This week brings a unique and special home for our Featured Property of the Week! Designed by local favorite, Ralph D Anderson, this home incorporates quintessential Pacific Northwest Style, designed by the man who epitomized modern architecture in the PNW.
17020 10th Ave NW | Shoreline, Seattle
ABOUT THE HOME
Ralph D Anderson designed the home in the 1960s along the shores of Hidden Lake, one of three homes he designed along the lake, including his own private residence. Anderson is best-known in the Seattle area for his work preserving and restoring Seattle’s Pioneer Square neighborhood, although he also rose to prominence for his distinct “Northwest design style.”

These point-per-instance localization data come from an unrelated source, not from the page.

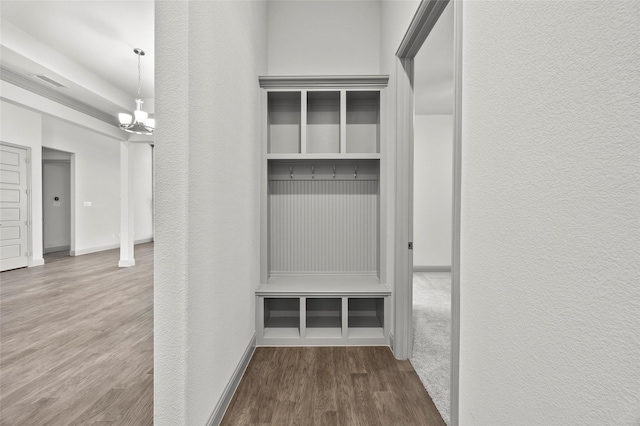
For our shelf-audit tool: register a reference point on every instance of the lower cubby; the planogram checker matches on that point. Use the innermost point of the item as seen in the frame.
(281, 317)
(353, 311)
(324, 318)
(366, 317)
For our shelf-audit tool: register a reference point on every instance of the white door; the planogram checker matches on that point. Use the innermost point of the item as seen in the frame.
(13, 208)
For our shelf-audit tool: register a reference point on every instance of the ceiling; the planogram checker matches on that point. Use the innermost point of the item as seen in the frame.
(85, 45)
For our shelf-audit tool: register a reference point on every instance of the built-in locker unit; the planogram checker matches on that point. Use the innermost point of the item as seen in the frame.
(323, 207)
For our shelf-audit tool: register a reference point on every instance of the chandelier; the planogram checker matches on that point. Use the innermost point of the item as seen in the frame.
(139, 123)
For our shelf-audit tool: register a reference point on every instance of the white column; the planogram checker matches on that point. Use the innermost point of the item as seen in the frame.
(126, 205)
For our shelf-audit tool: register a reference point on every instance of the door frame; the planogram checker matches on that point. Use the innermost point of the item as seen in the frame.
(70, 201)
(29, 220)
(425, 18)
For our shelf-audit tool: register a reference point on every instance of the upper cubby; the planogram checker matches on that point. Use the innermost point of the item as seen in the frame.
(284, 120)
(323, 117)
(363, 122)
(323, 122)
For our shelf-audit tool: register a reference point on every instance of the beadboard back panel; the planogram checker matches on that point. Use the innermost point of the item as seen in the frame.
(324, 226)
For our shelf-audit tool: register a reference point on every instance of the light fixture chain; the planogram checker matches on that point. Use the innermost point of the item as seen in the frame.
(139, 84)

Anderson found his distinct style after he designed his first home on Hidden Lake, made mostly from glass which he described as his “modernist glass-box phase” in an interview with The Seattle Times. After living in the challenges of heating a mostly-glass house in the winter, Anderson moved away from modernist glass designs to incorporate natural textures and Pacific Northwest views.
Anderson had a deep affinity for the water and Seattle’s natural rugged beauty which he attributed to his childhood growing up in Magnolia. His staple style provides a distinct and symbiotic relationship between natural elements and modern architecture. Vaulted ceilings and widows expose expansive views and create a modern style in harmonious conjunction with the timeless beauty of stately forests and Seattle’s many bodies of water. “I tried to work with contours, textures and vegetation of the Northwest, the wooded environment.”
This design features Anderson’s signature T-shape plan allows for natural light to spill in through the large windows, without any obstructions to the expansive view.
Anderson also incorporated the re-purposed wood from various other outlets. In this home, the kitchen counter-tops are from salvaged Teak wood taken from the Battleship USS Colorado, which was dismantled in Bremerton in 1959. The USS Colorado played a pivotal part in US defenses on the Pacific Theater in WWII. Stationed in Pearl Harbor, Hawaii from June 1941- March 1942, the USS Colorado happened to be in the Puget Sound Navy yard for maintenance, narrowly avoiding the 1942 attack on Pearl Harbor. She is credited with returning over 6,000 American soldiers safely home following the end of WWII. Shortly after her final voyage she was decommissioned in Bremerton Navy Yard in 1947, then dismantled and sold for scrap 1959.
Hidden Lake has its own interesting history, aside from Anderson’s influence. In the early 1920’s Bill Boeing took special interest in the lake to have it groomed, landscaped, lightened and deepened. He then began using the lake as his private trout fishing lake where he hosted distinguished guests such as Franklin Roosevelt. Anderson also built his personal home on the lake, where he resided until his death in 2010. Both Bill Boeing and Ralph D Anderson creating a lasting legacy in the area, which now hosts private residences, as well as a public park.